A significant concern for many employers facing a representation election or its aftermath is losing the flexibility to appropriately handle employee disciplinary issues. The National Labor Relations Board (NLRB) did not do employers with these concerns any favors with its decision in Alan Ritchey Inc. near the close of the calendar year. Through this decision, with a three-member majority consisting of Chairman Mark Gaston Pearce and members Richard Griffin and Sharon Block, the board imposed new obligations to bargain following an election. Under the new standard, an employer must bargain over matters of discretionary discipline following the election of a union and prior to implementing a collective bargaining agreement.

The board’s analysis began by recognizing that an employer violates Section 8(a)(5) of the National Labor Relations Act by making any unilateral changes to the terms and conditions of employment of represented employees. Further, those changes that have a “material, substantial, and significant impact” on the terms and conditions of employment are subject to bargaining before the employer may impose them on represented employees. With regard to disciplinary matters, the board explained that suspension, demotion and discharge are the types of action that have a material, substantial and significant impact. Those disciplinary measures that have a lesser impact and may be addressed in bargaining after they are imposed include oral and written warnings.

The board also recognized matters that are left to the employer’s discretion are subject to bargaining once employees are represented by a union. This requirement to bargain applies regardless of whether there is a past practice associated with how the discretion is applied. However, broader terms of a disciplinary policy that are non-discretionary as to whether a violation occurred are not subject to bargaining. For employers with a newly represented workforce, this is little consolation. Despite these new obligations, the board recognized an “exigent circumstances” exception where pre-discipline notice and bargaining is not required. This exception exists where “an employee’s continued presence on the job presents a serious, imminent danger to the employer’s business or personnel.” Therefore, employers may immediately address an employee who is engaging in unlawful conduct or workplace violence.

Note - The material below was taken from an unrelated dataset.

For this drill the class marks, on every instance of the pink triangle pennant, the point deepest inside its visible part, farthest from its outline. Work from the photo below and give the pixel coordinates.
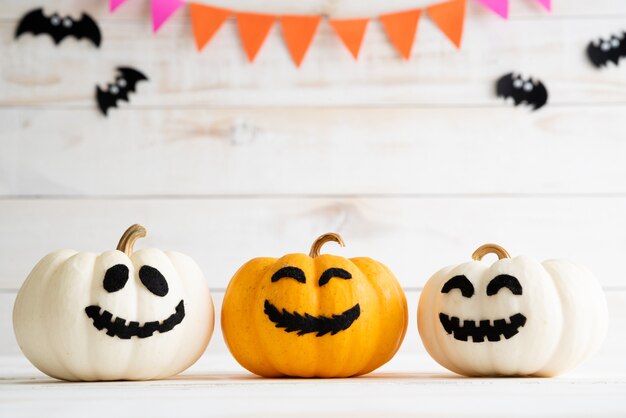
(114, 4)
(500, 7)
(547, 4)
(162, 10)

Employers are not forced to bargain to impasse before imposing discipline in these circumstances. To address this concern, the board explained that employees must provide notice and an opportunity to bargain over matters of discretion. Once those duties are fulfilled, the employer may impose the discipline. Nevertheless, the NLRB found that an employer must still continue to bargain over the discipline after it is applied until an agreement is reached or there is an impasse on the issue.

Member Brian Hayes has often been the most vocal critic of the NLRB’s departure from precedent in recent years. In this case, however, he was recused from participating and did not offer an opinion on the matter. Although it is unlikely his participation would have changed the outcome of Alan Ritchey, his dissenting opinions have often given employers insight into arguments that may convince higher courts to overrule the NLRB’s opinion. The close of the year also marked the end of the Hayes era on the board, as his term ended on Dec. 16, 2012.

Employers face yet another NLRB-imposed requirement as a result of Alan Ritchey, Inc. Human resources personnel, supervisors and management are confronting an increasingly complex regulatory scheme as a result of some recent board decisions. Determining whether a decision to discipline is discretionary and undertaking notice and bargaining requirements adds another layer of concern. Additionally, employers will not be able to quickly and efficiently address disciplinary matters in many circumstances. Rather than executing an immediate resolution to issues of just cause that a problem employee presents, an employer will very likely have to submit the discipline to bargaining with the union. This process will inevitably take time and may leave issues to fester among the workforce. These potential problems with discretionary discipline under post-election and pre-agreement circumstances may make a less flexible disciplinary policy a more attractive option for your company.